2. Impressed Current Cathodic Protection (ICCP)
Metode ini menggunakan arus listrik eksternal yang dialirkan melalui anoda inert untuk melindungi pipa. Sistem ICCP umumnya digunakan pada jaringan pipa panjang seperti pipa minyak dan gas.
Kelebihan metode ICCP:
- Efektif untuk jaringan pipa skala besar
- Kontrol perlindungan lebih presisi
- Umur pakai sistem lebih panjang
Namun, sistem ini membutuhkan sumber daya listrik dan pemantauan berkala.
Komponen Utama Sistem Proteksi Katodik
Sistem proteksi katodik biasanya terdiri dari:
- Anoda (korban atau inert)
- Kabel penghubung
- Sumber arus listrik (untuk ICCP)
- Test point untuk monitoring tegangan
- Coating pelindung pipa
Coating atau lapisan pelindung tetap diperlukan untuk meminimalkan area logam yang terpapar langsung dengan tanah.

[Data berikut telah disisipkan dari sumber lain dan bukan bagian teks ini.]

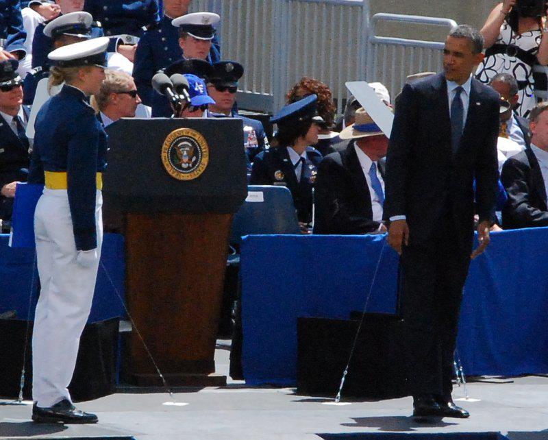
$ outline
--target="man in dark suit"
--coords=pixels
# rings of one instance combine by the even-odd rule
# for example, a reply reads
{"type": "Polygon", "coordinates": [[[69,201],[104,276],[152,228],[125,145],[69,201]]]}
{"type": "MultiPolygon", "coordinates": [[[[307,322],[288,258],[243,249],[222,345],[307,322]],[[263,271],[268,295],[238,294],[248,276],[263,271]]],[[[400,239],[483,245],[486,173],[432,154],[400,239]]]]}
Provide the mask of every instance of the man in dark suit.
{"type": "Polygon", "coordinates": [[[453,352],[471,257],[489,243],[498,174],[499,94],[471,77],[482,48],[476,29],[458,26],[445,40],[444,73],[406,85],[396,104],[384,218],[401,256],[416,417],[469,416],[451,399],[453,352]],[[472,252],[474,178],[480,245],[472,252]]]}
{"type": "Polygon", "coordinates": [[[314,191],[314,234],[385,232],[383,171],[379,161],[388,140],[363,108],[343,130],[346,149],[328,155],[318,167],[314,191]]]}
{"type": "Polygon", "coordinates": [[[548,182],[548,103],[529,114],[530,147],[508,159],[501,180],[508,193],[502,211],[504,229],[548,226],[546,184],[548,182]]]}
{"type": "Polygon", "coordinates": [[[0,61],[0,219],[9,221],[17,182],[27,180],[29,141],[25,135],[26,114],[23,82],[15,60],[0,61]]]}

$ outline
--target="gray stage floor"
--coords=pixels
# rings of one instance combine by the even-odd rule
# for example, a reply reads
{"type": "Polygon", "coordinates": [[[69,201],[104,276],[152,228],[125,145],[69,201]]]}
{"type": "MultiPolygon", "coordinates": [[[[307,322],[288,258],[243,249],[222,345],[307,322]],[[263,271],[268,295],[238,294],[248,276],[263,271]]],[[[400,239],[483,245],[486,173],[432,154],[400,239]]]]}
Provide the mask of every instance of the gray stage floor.
{"type": "MultiPolygon", "coordinates": [[[[228,371],[228,352],[216,353],[218,373],[228,371]]],[[[323,434],[501,432],[512,440],[548,440],[548,378],[530,376],[469,384],[473,400],[459,402],[471,413],[461,421],[432,424],[409,417],[410,398],[334,406],[325,399],[296,395],[293,389],[225,389],[166,393],[117,393],[79,404],[96,413],[95,426],[35,426],[30,406],[0,406],[0,438],[108,438],[140,440],[320,440],[323,434]]],[[[457,389],[453,398],[463,397],[457,389]]]]}

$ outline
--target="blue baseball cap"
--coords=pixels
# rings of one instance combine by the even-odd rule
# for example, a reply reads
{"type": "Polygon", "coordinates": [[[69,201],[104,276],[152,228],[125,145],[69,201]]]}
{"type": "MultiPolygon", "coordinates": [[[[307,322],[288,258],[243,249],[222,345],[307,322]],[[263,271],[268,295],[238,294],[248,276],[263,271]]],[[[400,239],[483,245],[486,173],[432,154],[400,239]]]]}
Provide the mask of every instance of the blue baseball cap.
{"type": "Polygon", "coordinates": [[[184,75],[188,81],[188,94],[190,95],[190,103],[192,106],[205,106],[214,104],[215,101],[208,95],[208,88],[203,80],[195,75],[187,73],[184,75]]]}

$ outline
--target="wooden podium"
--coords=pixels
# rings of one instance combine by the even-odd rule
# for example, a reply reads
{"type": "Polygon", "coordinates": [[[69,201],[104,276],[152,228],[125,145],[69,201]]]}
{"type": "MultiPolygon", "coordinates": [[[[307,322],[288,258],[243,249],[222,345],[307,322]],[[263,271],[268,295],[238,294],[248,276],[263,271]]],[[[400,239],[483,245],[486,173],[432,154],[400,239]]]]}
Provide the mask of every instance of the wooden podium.
{"type": "Polygon", "coordinates": [[[247,193],[242,121],[122,119],[110,125],[106,207],[125,215],[138,385],[226,383],[214,355],[232,216],[247,193]]]}

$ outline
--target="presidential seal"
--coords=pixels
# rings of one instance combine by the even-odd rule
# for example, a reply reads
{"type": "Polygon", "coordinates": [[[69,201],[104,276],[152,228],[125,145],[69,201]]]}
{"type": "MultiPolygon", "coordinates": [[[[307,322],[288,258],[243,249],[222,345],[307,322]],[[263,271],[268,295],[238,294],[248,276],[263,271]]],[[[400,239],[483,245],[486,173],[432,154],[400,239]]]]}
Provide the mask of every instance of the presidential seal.
{"type": "Polygon", "coordinates": [[[192,180],[208,167],[210,149],[196,130],[179,128],[171,132],[162,147],[162,162],[168,174],[177,180],[192,180]]]}

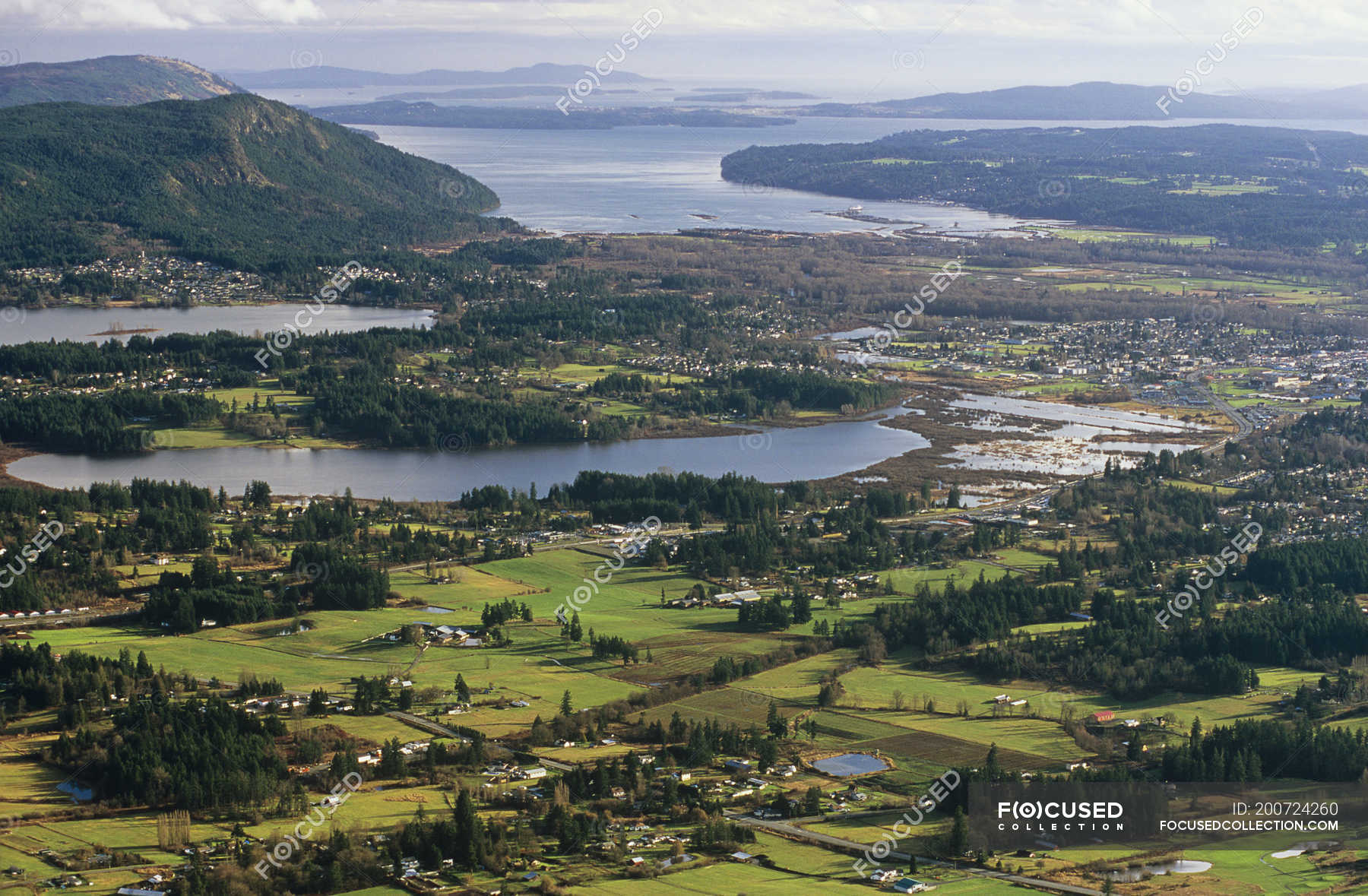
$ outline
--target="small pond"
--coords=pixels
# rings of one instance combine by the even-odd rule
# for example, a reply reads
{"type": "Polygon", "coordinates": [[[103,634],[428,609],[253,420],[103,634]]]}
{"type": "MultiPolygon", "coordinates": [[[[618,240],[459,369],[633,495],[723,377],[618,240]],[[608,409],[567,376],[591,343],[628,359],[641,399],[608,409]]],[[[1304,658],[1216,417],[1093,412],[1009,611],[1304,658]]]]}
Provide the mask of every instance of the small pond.
{"type": "Polygon", "coordinates": [[[1134,884],[1145,880],[1146,874],[1197,874],[1209,871],[1211,862],[1193,862],[1192,859],[1174,859],[1171,862],[1156,862],[1153,865],[1135,865],[1119,871],[1108,871],[1107,877],[1120,884],[1134,884]]]}

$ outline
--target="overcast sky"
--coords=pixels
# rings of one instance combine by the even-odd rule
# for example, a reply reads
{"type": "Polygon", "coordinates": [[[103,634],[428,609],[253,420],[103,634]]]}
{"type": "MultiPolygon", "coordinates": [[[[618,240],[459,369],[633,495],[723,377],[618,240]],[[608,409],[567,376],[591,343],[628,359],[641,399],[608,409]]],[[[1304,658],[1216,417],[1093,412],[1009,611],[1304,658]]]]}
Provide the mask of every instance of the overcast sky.
{"type": "Polygon", "coordinates": [[[1019,83],[1166,85],[1242,16],[1202,90],[1368,81],[1361,0],[0,0],[0,62],[176,56],[216,71],[590,64],[888,98],[1019,83]]]}

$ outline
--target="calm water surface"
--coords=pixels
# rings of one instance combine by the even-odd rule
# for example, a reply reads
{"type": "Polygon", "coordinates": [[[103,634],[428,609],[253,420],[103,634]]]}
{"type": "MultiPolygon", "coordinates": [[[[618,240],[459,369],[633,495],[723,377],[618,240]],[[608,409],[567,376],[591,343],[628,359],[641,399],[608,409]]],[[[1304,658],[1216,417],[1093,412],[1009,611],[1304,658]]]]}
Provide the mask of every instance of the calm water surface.
{"type": "MultiPolygon", "coordinates": [[[[907,413],[896,409],[889,416],[907,413]]],[[[468,453],[373,449],[189,449],[92,457],[38,454],[15,461],[10,472],[57,488],[133,477],[189,480],[241,494],[253,479],[278,494],[342,494],[364,498],[454,501],[480,486],[542,494],[584,469],[650,473],[658,469],[722,476],[729,472],[784,483],[825,479],[925,447],[928,440],[878,420],[828,423],[799,430],[765,430],[740,436],[635,439],[572,445],[520,445],[468,453]]]]}

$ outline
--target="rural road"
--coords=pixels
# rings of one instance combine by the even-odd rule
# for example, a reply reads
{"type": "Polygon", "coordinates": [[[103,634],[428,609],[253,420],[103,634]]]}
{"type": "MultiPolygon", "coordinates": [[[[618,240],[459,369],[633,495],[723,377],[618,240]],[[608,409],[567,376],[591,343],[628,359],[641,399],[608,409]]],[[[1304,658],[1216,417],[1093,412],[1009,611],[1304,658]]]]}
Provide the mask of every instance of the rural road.
{"type": "MultiPolygon", "coordinates": [[[[803,840],[806,843],[811,843],[819,847],[828,847],[839,852],[863,855],[871,848],[867,844],[855,843],[854,840],[833,837],[830,834],[817,833],[814,830],[803,830],[802,828],[795,828],[793,825],[782,821],[767,821],[763,818],[755,818],[754,815],[729,815],[729,818],[746,828],[763,828],[766,830],[777,833],[782,837],[788,837],[791,840],[803,840]]],[[[911,860],[911,858],[912,856],[907,852],[895,851],[888,854],[889,860],[902,863],[904,866],[907,862],[911,860]]],[[[944,862],[937,862],[934,859],[923,859],[921,856],[918,856],[917,860],[918,863],[926,863],[926,865],[945,865],[944,862]]],[[[877,866],[870,867],[869,870],[874,871],[877,870],[877,866]]],[[[1055,893],[1070,893],[1070,896],[1101,896],[1100,889],[1092,889],[1089,886],[1077,886],[1074,884],[1059,884],[1056,881],[1042,881],[1036,877],[1026,877],[1023,874],[1008,874],[1005,871],[993,871],[990,869],[964,867],[963,870],[969,871],[970,874],[975,874],[978,877],[988,877],[997,881],[1004,881],[1007,884],[1016,884],[1018,886],[1033,886],[1036,889],[1045,889],[1055,893]]]]}

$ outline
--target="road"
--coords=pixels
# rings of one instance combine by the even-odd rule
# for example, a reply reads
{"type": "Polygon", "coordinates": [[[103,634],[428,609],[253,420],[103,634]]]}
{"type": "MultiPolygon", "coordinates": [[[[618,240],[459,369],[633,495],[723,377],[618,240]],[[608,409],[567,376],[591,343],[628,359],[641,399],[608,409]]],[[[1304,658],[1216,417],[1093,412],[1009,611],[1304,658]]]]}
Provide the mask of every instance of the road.
{"type": "MultiPolygon", "coordinates": [[[[804,843],[811,843],[818,847],[826,847],[829,849],[836,849],[837,852],[848,852],[851,855],[865,855],[871,849],[870,845],[863,843],[855,843],[854,840],[845,840],[843,837],[833,837],[830,834],[817,833],[814,830],[803,830],[802,828],[795,828],[793,825],[782,821],[766,821],[763,818],[755,818],[754,815],[729,815],[731,821],[746,826],[746,828],[763,828],[772,833],[777,833],[781,837],[789,837],[791,840],[802,840],[804,843]]],[[[814,817],[804,821],[819,821],[821,817],[814,817]]],[[[903,867],[911,860],[911,855],[907,852],[899,852],[896,849],[891,851],[886,856],[889,863],[897,863],[903,867]]],[[[936,859],[923,859],[917,856],[918,865],[945,865],[945,862],[937,862],[936,859]]],[[[1089,886],[1077,886],[1074,884],[1059,884],[1056,881],[1042,881],[1034,877],[1026,877],[1025,874],[1008,874],[1005,871],[993,871],[990,869],[977,869],[960,866],[962,870],[978,877],[993,878],[1007,884],[1016,884],[1018,886],[1034,886],[1036,889],[1045,889],[1055,893],[1070,893],[1071,896],[1103,896],[1100,889],[1092,889],[1089,886]]],[[[865,869],[865,873],[878,870],[878,866],[870,865],[865,869]]],[[[852,869],[854,873],[858,873],[852,869]]]]}

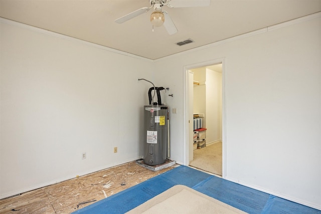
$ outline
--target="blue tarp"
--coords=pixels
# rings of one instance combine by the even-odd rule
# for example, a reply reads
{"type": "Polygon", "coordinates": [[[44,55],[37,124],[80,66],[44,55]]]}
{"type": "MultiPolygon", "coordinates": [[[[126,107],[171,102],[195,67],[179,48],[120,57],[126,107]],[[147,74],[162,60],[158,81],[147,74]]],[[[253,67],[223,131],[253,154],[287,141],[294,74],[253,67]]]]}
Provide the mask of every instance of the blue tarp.
{"type": "Polygon", "coordinates": [[[123,213],[172,186],[192,188],[249,213],[321,214],[318,210],[180,166],[73,213],[123,213]]]}

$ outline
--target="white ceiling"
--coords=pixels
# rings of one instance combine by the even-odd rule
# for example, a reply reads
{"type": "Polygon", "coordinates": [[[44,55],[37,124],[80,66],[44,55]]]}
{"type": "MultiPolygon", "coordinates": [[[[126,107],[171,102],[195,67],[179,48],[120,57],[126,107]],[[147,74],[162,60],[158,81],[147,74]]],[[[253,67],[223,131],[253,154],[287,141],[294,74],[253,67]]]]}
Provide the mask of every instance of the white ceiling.
{"type": "Polygon", "coordinates": [[[207,7],[165,7],[179,30],[173,35],[164,27],[152,32],[151,11],[114,22],[149,6],[148,0],[0,0],[0,16],[154,60],[321,11],[321,0],[212,0],[207,7]],[[195,42],[176,45],[188,39],[195,42]]]}

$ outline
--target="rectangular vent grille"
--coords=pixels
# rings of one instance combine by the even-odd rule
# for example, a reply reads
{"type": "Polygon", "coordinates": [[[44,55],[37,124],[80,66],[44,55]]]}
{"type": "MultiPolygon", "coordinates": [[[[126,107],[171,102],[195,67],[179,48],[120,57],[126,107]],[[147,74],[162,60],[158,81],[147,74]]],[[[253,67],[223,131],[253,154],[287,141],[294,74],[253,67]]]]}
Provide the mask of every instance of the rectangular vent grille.
{"type": "Polygon", "coordinates": [[[188,39],[187,40],[185,40],[185,41],[179,42],[176,43],[176,44],[177,45],[179,45],[180,46],[182,46],[182,45],[186,45],[187,44],[189,44],[189,43],[192,43],[192,42],[193,42],[192,40],[190,39],[188,39]]]}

Pentingnya Monitoring dan Pemeliharaan
Proteksi katodik tidak bersifat “pasang lalu lupa”. Sistem ini memerlukan inspeksi rutin untuk memastikan tegangan proteksi berada dalam rentang yang sesuai standar industri.
Organisasi seperti NACE International (kini dikenal sebagai AMPP) telah menetapkan standar pengendalian korosi yang menjadi acuan global dalam industri perpipaan.
Monitoring berkala membantu mendeteksi potensi kegagalan lebih awal sebelum terjadi kerusakan besar pada jaringan pipa.
Manfaat Proteksi Katodik bagi Infrastruktur
Penerapan sistem pencegahan korosi katodik memberikan berbagai manfaat, antara lain:
- Memperpanjang umur pakai pipa
- Mengurangi risiko kebocoran dan pencemaran lingkungan
- Menekan biaya perbaikan dan penggantian pipa
- Meningkatkan keamanan operasional
Dalam proyek pipa bawah tanah berskala besar, proteksi katodik bahkan menjadi persyaratan standar keselamatan.